1½ cups (180 g) all-purpose flour


½ tsp fine salt



1 cup (220 g) packed brown sugar

½ cup (100 g) granulated sugar

1 large egg (about 50 g)


3 cups (≈255 g) old-fashioned oats (rolled oats)

1 cup (≈150 g) raisins

Optional: ½ cup (60 g) chopped walnuts or pecans



---

Method — Step by step

1. Preheat & prep: Preheat oven to 350°F (175°C). Line two baking sheets with parchment paper or silicone mats.


2. Mix dry ingredients: In a medium bowl whisk together 1½ cups flour, 1 tsp baking soda, ½ tsp salt, and 1 tsp cinnamon. Set aside.


3. Cream butter & sugars: In a large bowl (or stand mixer with paddle) beat ½ cup softened butter with 1 cup brown sugar and ½ cup granulated sugar until smooth and slightly fluffy — about 1–2 minutes.


4. Add egg & vanilla: Beat in the egg and 1 tsp vanilla until combined.


5. Combine with dry: Add the flour mixture to the butter mixture and mix just until mostly incorporated — don’t overmix.


6. Fold in oats & raisins: Stir in 3 cups oats and 1 cup raisins (and nuts, if using) until evenly distributed.


7. Portion cookies: Using a spoon or small cookie scoop (about 2 tablespoons per cookie), drop dough onto prepared baking sheets about 2 inches apart. For uniform cookies, gently press slightly to flatten.


8. Bake: Bake at 350°F (175°C) for 10–12 minutes — cookies should be golden at the edges but still soft in the center. (Ovens vary: check at 10 minutes.)


9. Cool: Let cookies rest on the baking sheet 4–5 minutes to set, then transfer to a wire rack to cool completely.






Yield & timing

Makes ≈24 medium cookies

Prep: 10 minutes | Bake: 10–12 minutes | Finish/cool: 5–8 minutes

Total time: ~22–25 minutes



Nutrition estimate (approximate)

> Notes: These are estimates based on common ingredient nutrition values and the ingredient weights listed above. Actual values vary by brand, exact measurements, and cookie size.


Batch total (all 24 cookies): ≈ 4,215 kcal
Per cookie (1 of 24):

Calories: ≈ 176 kcal

Carbohydrates: ≈ 30.8 g

Protein: ≈ 3.1 g

Fat: ≈ 4.9 g

Fiber: ≈ 1.6 g

Sodium: ≈ 104 mg


(If you add ½ cup chopped walnuts, calories and fat will increase — roughly +40–50 kcal per cookie depending on final distribution.)




Helpful baking tips


Don’t overbake. Oatmeal cookies continue to cook a little on the

 hot baking sheet; pull them when edges are set and

 centers still look slightly soft. That yields chewy cookies.

Use old-fashioned (rolled) oats for

the best chewy texture. Quick oats make a softer, less textured cookie.

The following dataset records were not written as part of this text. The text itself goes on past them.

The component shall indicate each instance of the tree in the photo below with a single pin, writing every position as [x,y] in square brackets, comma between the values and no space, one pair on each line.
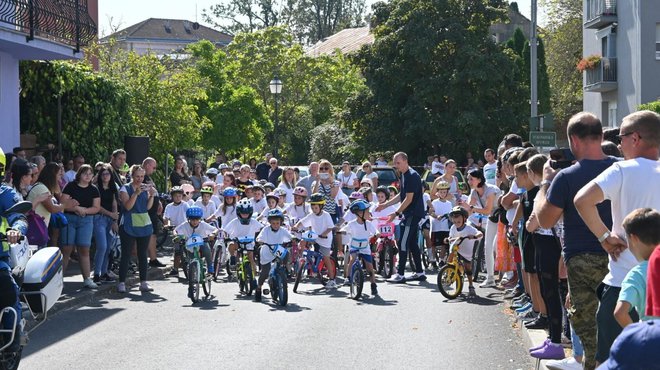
[309,20]
[436,78]
[564,39]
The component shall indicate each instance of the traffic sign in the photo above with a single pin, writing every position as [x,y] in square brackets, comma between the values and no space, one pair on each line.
[543,139]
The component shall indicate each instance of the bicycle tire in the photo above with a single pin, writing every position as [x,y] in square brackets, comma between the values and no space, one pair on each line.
[282,289]
[447,277]
[357,281]
[299,273]
[193,282]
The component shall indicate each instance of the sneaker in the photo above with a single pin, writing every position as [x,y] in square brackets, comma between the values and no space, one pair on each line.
[107,279]
[487,284]
[397,279]
[569,363]
[156,263]
[89,284]
[552,351]
[121,288]
[545,343]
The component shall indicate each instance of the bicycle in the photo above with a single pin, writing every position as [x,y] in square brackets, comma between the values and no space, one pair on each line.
[450,276]
[196,268]
[311,261]
[386,249]
[277,275]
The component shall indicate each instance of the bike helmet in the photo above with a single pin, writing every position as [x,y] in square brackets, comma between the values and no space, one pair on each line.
[194,212]
[317,198]
[383,189]
[458,211]
[275,213]
[443,185]
[273,195]
[229,192]
[356,195]
[358,205]
[300,191]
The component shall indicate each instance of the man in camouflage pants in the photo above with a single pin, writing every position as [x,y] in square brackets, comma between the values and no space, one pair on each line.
[586,260]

Chill the dough (optional). If your dough is soft 

or spreading too much, chill 20–30 minutes. Chilling can improve shape and flavor.

Make cookies uniform. Use a 2-Tbsp scoop for consistent size and baking time.

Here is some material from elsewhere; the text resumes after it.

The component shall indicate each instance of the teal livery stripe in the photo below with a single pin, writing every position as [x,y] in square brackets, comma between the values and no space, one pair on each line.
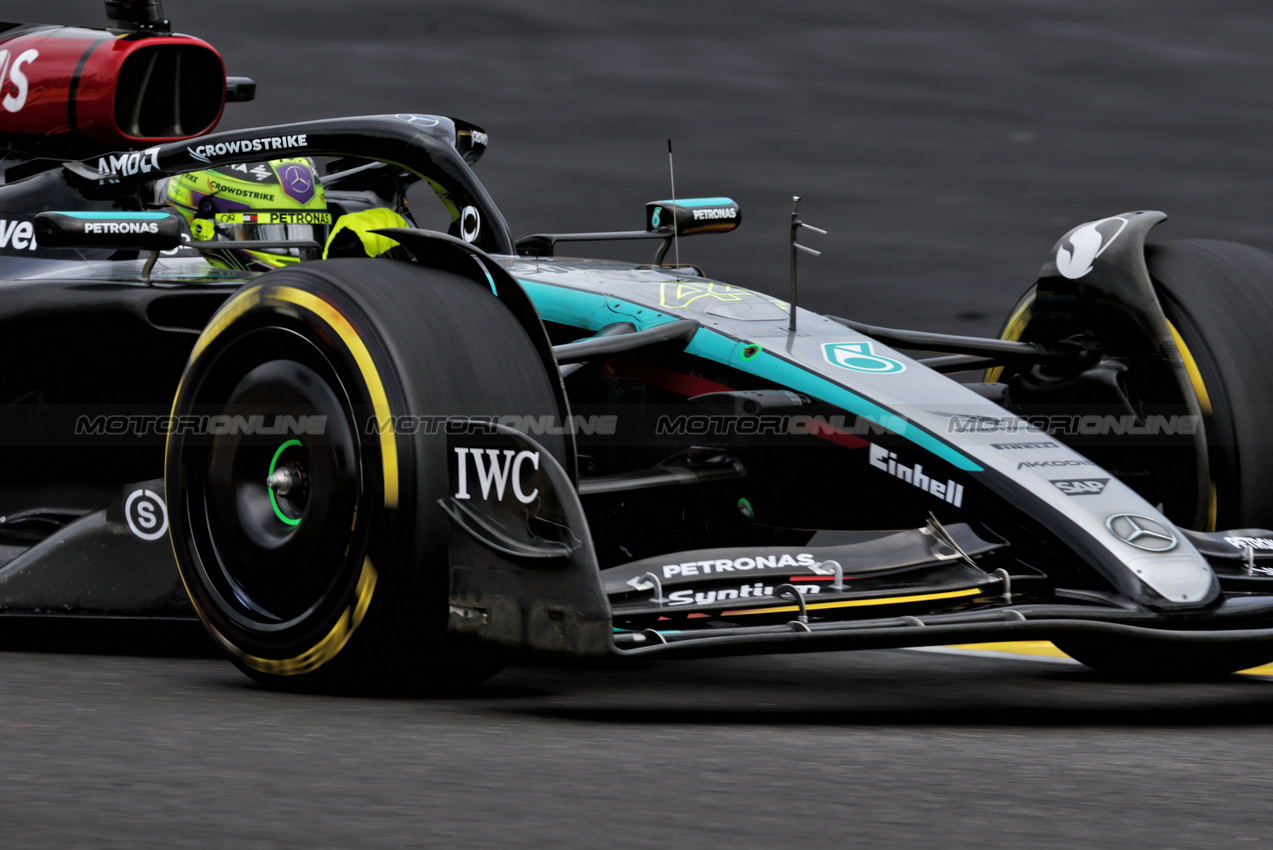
[593,311]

Raisins swap: Try chopped dried cranberries, chopped dates, or chocolate chips for variations.

Vegan version: Replace butter with ½ cup coconut oil (or vegan butter) 

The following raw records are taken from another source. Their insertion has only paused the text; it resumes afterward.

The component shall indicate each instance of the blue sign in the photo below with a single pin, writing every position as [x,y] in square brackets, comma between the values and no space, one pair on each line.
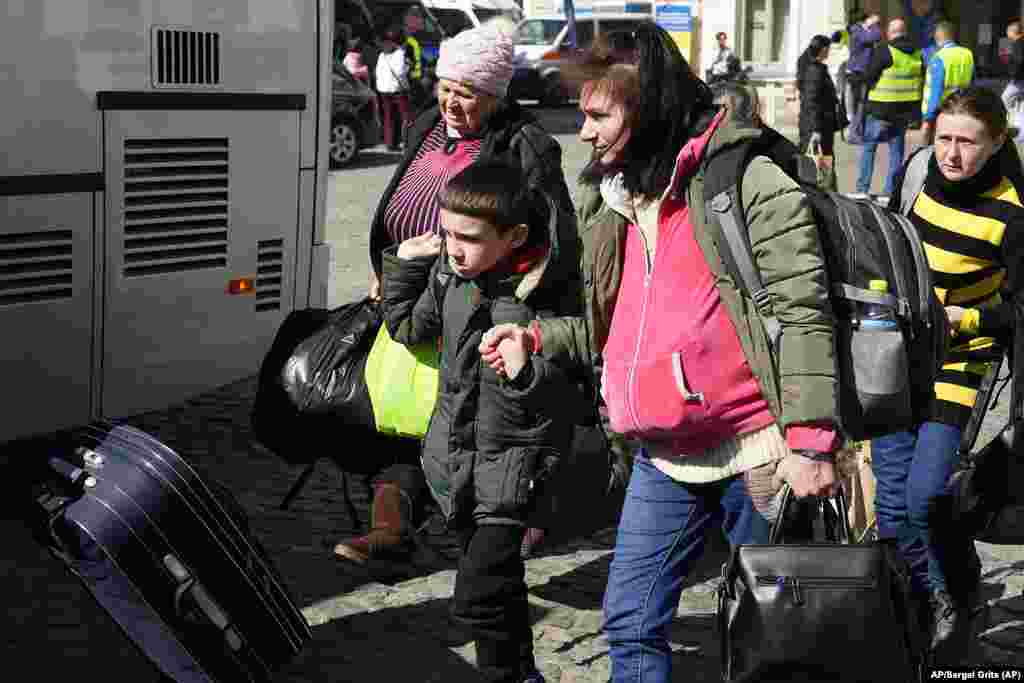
[675,18]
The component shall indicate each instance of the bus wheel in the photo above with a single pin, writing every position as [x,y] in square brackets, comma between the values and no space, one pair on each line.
[344,143]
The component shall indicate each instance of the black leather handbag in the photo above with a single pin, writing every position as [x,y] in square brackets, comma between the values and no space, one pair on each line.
[819,611]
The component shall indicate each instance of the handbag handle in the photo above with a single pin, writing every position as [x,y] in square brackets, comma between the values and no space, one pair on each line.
[788,498]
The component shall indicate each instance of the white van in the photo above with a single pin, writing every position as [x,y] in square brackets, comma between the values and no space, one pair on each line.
[541,50]
[455,15]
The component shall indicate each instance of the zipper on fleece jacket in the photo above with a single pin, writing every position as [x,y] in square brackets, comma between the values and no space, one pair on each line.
[648,271]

and use a flax egg (1 Tbsp ground flax + 3 Tbsp water, chilled) — texture will differ slightly.

Storage: Keep at room temperature in an airtight container for up to 4 days, 
or freeze baked cookies for up to 2 months. 
You can also freeze raw cookie dough balls on a tray, 
then store in a bag; bake from frozen adding 1–2 minutes.


Boost fiber & nutrition

Add 2 Tbsp ground flaxseed, or swap ¼ cup of flour for almond flour for a nuttier flavor
 (adjust moisture if needed).

Make ahead: Dough keeps in fridge up to 48 hours; flavors deepen with time.






Serving ideas


Warm cookie with a pat of butter or a scoop of vanilla ice cream.

Crumble over Greek yogurt with honey for a dessert parfait.

Pack two with a paper towel in between for the lunchbox — the towel keeps them from getting too soft.